I have difficulty in getting my Vas Vb right (figures do not look convincing, my maths here is alright). What would be my Vas and Vb for closed and reflex boxes?

Can I Use two of the above woofers for a central subwoofer to operate within 200Hz and employ the mids to take on from there?

Please help.
 

Ron E

Member
2002-06-27 10:41 pm
USA, MN
The first set look a bit fishy, the resonance should go up in a closed box, not down.

Make sure your test box is tight, with no air leaks and has no damping material in it.

The second set make sense, and are indicative of a Vas about 3.4 times the test box volume.

These woofers have a Qts to high to be useful for hifi purposes, IMO. To make vented boxes you need a Qts below ~0.45, and sealed should be less than 0.6 or so.

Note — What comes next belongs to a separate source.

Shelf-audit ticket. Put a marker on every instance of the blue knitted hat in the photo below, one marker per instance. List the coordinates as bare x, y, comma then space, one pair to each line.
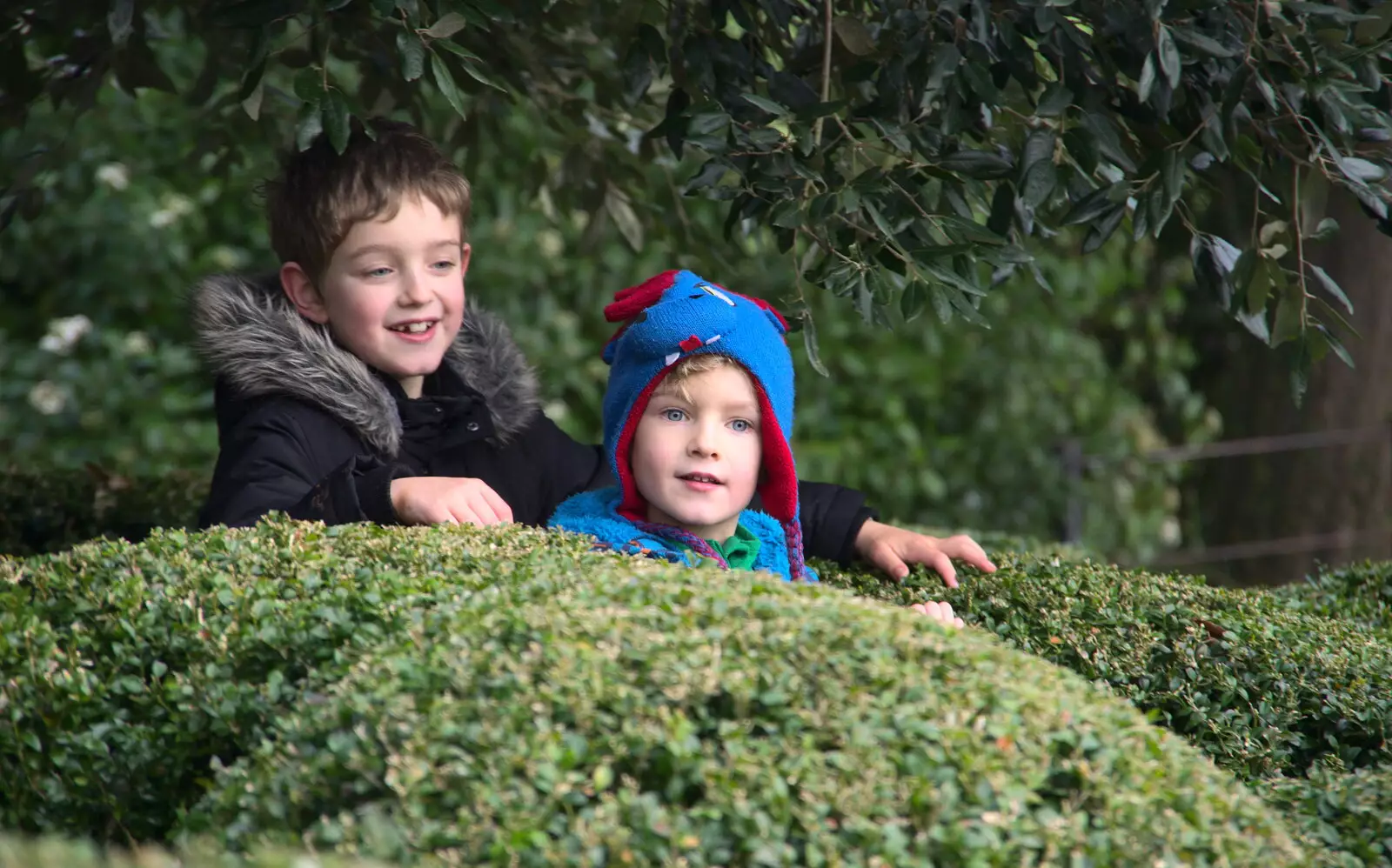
677, 315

Your woofers will make sound, but you will have peaks and/or dips in the response near rolloff
 

kelticwizard

diyAudio Moderator Emeritus
2001-09-18 2:33 am
Connecticut, The Nutmeg State
r_s_dhar said:
Midrange:

6", cone dia 4.75, cloth surround, paper cone.

Free Air Parameters: Re=7.5; Fs=97; Z=58.58; Qms=7.03;
Qes=1.03; Qts=0.9

Test Box Parameters: Fb= 93; Qmc=7.59; Qec=1.24; Qtc=1.07


Some confusion here. Are you testing these in a closed box or a vented box?

Fb is generally used to denote the tuning of a vented box.

In a vented box, the resonance of the speaker is whatever the box itself is tuned to.

The resonance of an unenclosed speaker is Fs. (free air resonance)

The resonance of a speaker in a closed box is Fc.
 

kelticwizard

diyAudio Moderator Emeritus
2001-09-18 2:33 am
Connecticut, The Nutmeg State
Want a fast way to find the Q of an unenclosed speaker?

I assume you have a microphone and/or an SPL meter.

Find Fs-you already know how to do that. Just to review, it is the point of highest impedance in the bass range.

Put your microphone/SPL meter as close to the cone of the speaker as you can without touching it. Run your test frequencies all the way down thru the midrange down to a point you know is below Fs.

The formula for the output of a speaker at Fs is
20 logQts.

If the Qts of your speaker is .5, then your output will be 6 dB down from the midrange.

If the Qts of your speaker is .4, then your output will be 8 dB down, approximately.

If the Qts of your speaker is .3, then your output will be 10.5 dB down, approx.

And so forth.

This method can be thrown off slightly because there can be cone resonances resulting in peaks. But if you follow the curve, then you can tell when a peak is occurring and compensate. Follow the curve smoothly and you will be surprisingly accurate.

It's a nice double check.

By the way, you can measure the Q of a speaker in a closed box in the same way. But not a vented box.

I don't think you have to worry about the Q of a vented box. The free air Qts of a speaker that you are putting into a vented box is important. Not the Q of the vented box itself, assuming you build it well.



By the way, are you using a microphone and meter or an SPL meter?